Burley was the figurative successor of an actual switchboard operator, a woman named Hilda Semanns, who opened a telephone line for anyone wishing to place a call and monitored all conversations. Hilda Semanns really did know everything.

Anyway, Mrs. Lischer hides behind the garage and reads books. The community first asks the historical question, “Have we ever seen anything like this? Have any of our other ministers’ wives hid behind the garage to read? Have we ever heard of this type of behavior?”

Morally, the community wonders, “What are we to make of her actions?” Does such behavior indicate anything about her fitness as a mother or a pastor’s wife? Must one leave the premises if one hires a baby-sitter? The community attempts to attach a positive or negative valence to the behavior. It weighs this habit against other perceptions of Mrs. Lischer as mother, church member, and helpmeet: “She pedals those kids all over the county on that old bicycle Percy Heins sold her for five dollars. Yellow hair flying in the wind, the little girl on the bar, the baby in the basket. The three of them carryin’ on like songbirds.”

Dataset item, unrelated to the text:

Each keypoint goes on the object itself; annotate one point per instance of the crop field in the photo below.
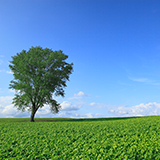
(86, 139)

On the other hand: “When we invited her to join the altar guild, she asked what we do, and I said we wash and iron the paraments. She said, ‘Oh no, an ironing club!’ ”

And yet: “She asked Wilbur to plow for a garden—a big one. Says she wants to learn how to put up beets and corn. We can teach her something about that. We’re starting her on zucchini.”

And this: “The minister’s wife has a beautiful voice. She belongs in the choir.”

“We don’t have a choir.”

“With her, we could.”

Gossip is always a painful business but, when it functions as speech in the community of the baptized, it can serve a constructive end. In my wife’s case, the sifting stories led to grudging appreciation of a peculiar sort of prairie wife.

I agree with Lischer, especially on the grounds of practicality. As I mentioned above, I have never seen an effective means of dealing with gossip that doesn’t end up as an unhealthy display of control and authority. I’m also not ignoring the negative impact of hateful gossip on the life of the pastor or the church. That is all very real.

But this chapter isn’t about that sort of gossip. Lischer’s challenge is that we learn how to give people the room to work things out among themselves, even if we (and our leadership wins and losses) are the subject of their angst and frustrations. As well, that we allow the space for people to discover pastoral solutions in the midst of their meddling. He says, “Gossip is the de-centered speech that belongs to the entire community. A newspaper’s article cannot sift the stories and come up with a pastoral remedy for a delinquent teenager or a financially careless farmer.”

There was a time when I equated religion with an intensely private faith. Sticky Lutheran piety suited my own introverted nature just fine. But I didn’t find much piety in New Cana and certainly no privacy. Instead, I got myself apprenticed to a community, and this odd little warren of friendships, stories, rivalries, and rumors turned out to be my ministry itself.

Richard Lischer

One response to “Gossip As Moral Discourse And Why We Should Let It Happen”

  1. This is a very interesting take on gossip. That some of it can be viewed as a healthy way of working things out. It can be a struggle on both sides of the coin; when you hear you’ve been gossiped about and when you are the one doing the gossiping. I think the twin brother to gossip is complaining maybe. Kind of a struggle to know when it’s healthy and when it’s not. I guess we all tend to do too much of both? So perhaps try to minimize and balance with positive and constructive activity. Like “try to catch someone doing something right”.